In Defense of Turtle Nostrils

April 2, 2014


This thing (reported by Bad Ass Digest) where a fan fixed the creepy snouts from Michael Bay‘s new Teenage Mutant Ninja Turtles film has been making the rounds. Not having seen the trailer, I was in agreement. Yeah, those nostrils sure create a horrible uncanny valley feeling and the fan sure improved these Turtles. But then I watched the trailer.

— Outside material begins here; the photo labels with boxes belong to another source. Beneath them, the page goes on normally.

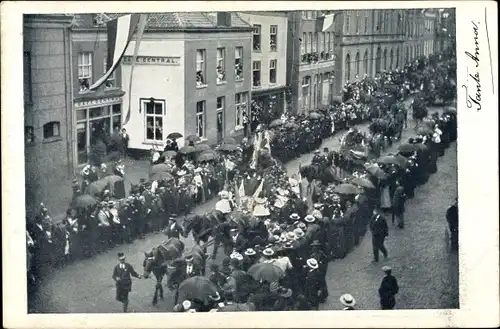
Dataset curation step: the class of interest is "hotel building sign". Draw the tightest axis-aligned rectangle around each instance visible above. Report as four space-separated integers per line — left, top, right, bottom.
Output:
122 56 181 65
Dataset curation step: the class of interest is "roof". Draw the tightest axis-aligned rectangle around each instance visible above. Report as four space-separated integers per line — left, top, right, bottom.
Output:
73 12 251 30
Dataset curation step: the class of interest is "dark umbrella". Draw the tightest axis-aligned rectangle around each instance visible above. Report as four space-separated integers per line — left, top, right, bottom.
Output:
248 263 285 282
162 150 177 158
198 152 215 161
167 132 182 140
178 276 217 301
398 143 416 153
351 177 375 188
194 144 211 153
222 137 238 145
186 135 201 143
72 194 97 208
269 119 284 128
179 145 196 154
334 183 361 194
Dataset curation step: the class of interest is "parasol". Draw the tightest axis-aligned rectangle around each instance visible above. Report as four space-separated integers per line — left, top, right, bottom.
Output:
269 119 284 128
351 177 375 188
334 183 361 194
178 276 217 301
186 135 201 143
248 263 285 282
167 132 182 140
72 194 97 208
179 145 196 154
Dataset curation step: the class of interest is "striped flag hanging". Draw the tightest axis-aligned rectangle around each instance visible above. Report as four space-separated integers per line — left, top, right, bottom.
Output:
89 14 141 91
122 14 148 126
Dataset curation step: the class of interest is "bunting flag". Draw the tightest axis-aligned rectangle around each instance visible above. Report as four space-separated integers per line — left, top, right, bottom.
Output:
122 14 148 126
89 14 141 91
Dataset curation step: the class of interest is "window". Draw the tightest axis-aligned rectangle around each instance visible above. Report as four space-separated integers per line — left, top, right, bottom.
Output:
253 25 261 51
234 47 243 81
196 49 207 87
24 126 35 144
355 52 361 78
103 58 115 89
217 97 226 137
302 76 311 109
217 48 226 83
143 99 164 142
196 101 205 138
252 61 260 87
234 93 248 127
345 54 351 82
43 121 60 139
269 25 278 51
78 52 92 92
23 51 32 104
269 59 278 83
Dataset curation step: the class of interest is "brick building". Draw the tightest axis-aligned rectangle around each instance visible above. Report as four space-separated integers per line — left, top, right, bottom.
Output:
23 14 75 217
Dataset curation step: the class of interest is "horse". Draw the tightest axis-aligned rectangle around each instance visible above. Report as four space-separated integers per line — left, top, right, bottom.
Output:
183 210 227 259
142 238 184 305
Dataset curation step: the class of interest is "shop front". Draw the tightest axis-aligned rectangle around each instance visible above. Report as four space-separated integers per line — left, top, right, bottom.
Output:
74 97 122 166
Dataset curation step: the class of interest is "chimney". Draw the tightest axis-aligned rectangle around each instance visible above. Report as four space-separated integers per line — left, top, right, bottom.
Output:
217 12 231 27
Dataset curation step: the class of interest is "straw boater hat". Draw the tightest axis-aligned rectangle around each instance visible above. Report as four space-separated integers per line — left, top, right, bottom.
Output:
304 215 316 223
245 248 256 256
306 258 318 269
262 248 274 256
340 294 356 307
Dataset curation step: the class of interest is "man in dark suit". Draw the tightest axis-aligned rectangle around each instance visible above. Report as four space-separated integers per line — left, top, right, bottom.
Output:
370 209 389 262
112 252 142 312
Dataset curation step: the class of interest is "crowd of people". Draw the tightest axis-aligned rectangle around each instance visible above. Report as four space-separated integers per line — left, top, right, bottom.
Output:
27 49 456 312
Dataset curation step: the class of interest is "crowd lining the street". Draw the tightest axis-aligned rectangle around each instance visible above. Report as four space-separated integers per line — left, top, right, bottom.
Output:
26 50 458 312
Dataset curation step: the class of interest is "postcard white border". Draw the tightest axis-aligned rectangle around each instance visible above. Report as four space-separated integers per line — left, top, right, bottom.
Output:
1 1 500 328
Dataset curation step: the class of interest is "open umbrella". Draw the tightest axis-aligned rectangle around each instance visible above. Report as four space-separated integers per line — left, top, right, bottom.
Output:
334 183 361 194
219 144 238 152
194 144 210 153
398 143 416 153
269 119 284 128
149 171 174 181
309 112 322 120
72 194 97 208
186 135 201 143
162 150 177 158
248 263 285 282
179 145 196 154
351 177 375 188
222 137 238 145
167 132 182 140
178 276 217 301
149 163 170 175
198 152 215 161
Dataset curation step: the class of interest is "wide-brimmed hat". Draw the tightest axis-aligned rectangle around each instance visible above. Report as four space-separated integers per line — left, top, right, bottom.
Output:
262 248 274 256
304 215 316 223
306 258 319 269
245 248 256 256
340 294 356 306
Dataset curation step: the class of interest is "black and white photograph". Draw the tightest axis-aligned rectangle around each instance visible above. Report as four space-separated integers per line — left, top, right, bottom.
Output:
2 2 498 327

And, you know, I think Bay’s redesign—so long as you’re not looking at a still photo—actually works really well. If for no other reason than in the previous live-action films the faithful-to-the-source material facial designs never really worked. In the comic and cartoon those absurdly wide mouths and not having nostrils was fine. It was a comic, it was a cartoon, suspension of disbelief was easy. Sure, they had to breathe through their mouths like, well, I guess like teenage boys, but they looked cute and goofy and fitting for a cartoon. This new take on their appearance makes them strangely more relatable. They’re hideous mutants, more-so than before, but in a kind of cutesy, charming Quazimodo way. And I can kind of believe in them.

In the old movies, let’s be honest here, the Turtles just seemed like a really, really stupid idea and looked really, really dumb.

Now, if we want to talk about potential problems revealed in the trailer (which at first viewing looked surprisingly decent) I think we can find a few things.

  1. Megan Fox as April O’Neil. She appears to be doing an okay acting job this time out but you only actually see her in flashes. I’m not sure she even says more than one or two syllables in the whole trailer. The only “acting” we see is a horrible pantomime fainting spell. Besides the obvious question of SINCE WHEN DOES APRIL O’NEIL FAINT? this gives us an indication of the level of humour we can expect. Namely a low-level but pervasive misogyny (hahaha she fainted like a weak girl hahaha) and I suspect this will be a running gag. Undoubtedly, former role-model April will be little reduced to little more than a damsel to be placed in successively more distressing rescue situations until the bound-to-be explosive finale explodes in an orgy of fireballs, heat shimmers, flying debris and sub-sonic detonation bass-drops. I also expect fart jokes (that’s fine, if you’re into that) and some homophobic digs between Turtle-bros. I hope not, but this is where’d I’d place my bets if I were a betting man.
  2. The plot appears to just be Robocop but with mutant turtles instead of a cyborg. The city is basically RoCo’s New Detroit and the Turles, just like our buddy RoCo, have been created specifically to combat the waves of crime and terrorism which plague the city. It’s not the derivative nature of this scenario that bugs me (though it does seem lazy and boring) as much as that in the original Turtle mythos our boys originated from pets lost in the sewers that got into some toxic waste. There was a nice irony that our toxic follies are what will create our mutant saviors—sort of a reverse Godzilla-effect. Also, the Turtles took it upon themselves to become our heroes instead of it being something they’re being forced into—and will supposedly struggle with in various annoying and boring angsty ways.
  3. Perhaps the worst though is that sliding down the snowy mountainside scene. I can’t help but feel this points to what will prove to be a reliance on “theme park ride” action set-pieces which are, I think everyone except Hollywood has figured out by now, never as exciting as they promise to be. Yet action film plots these days continue to be little more than the glue which holds a half-dozen of these things together. On the plus side, there’ll lots of opportunities for bathroom breaks if you (unlike me) are planning to see this in the theatre.

So far the only thing I can see that looks legitimately good about this film is the kind of creepy Turtle redesign.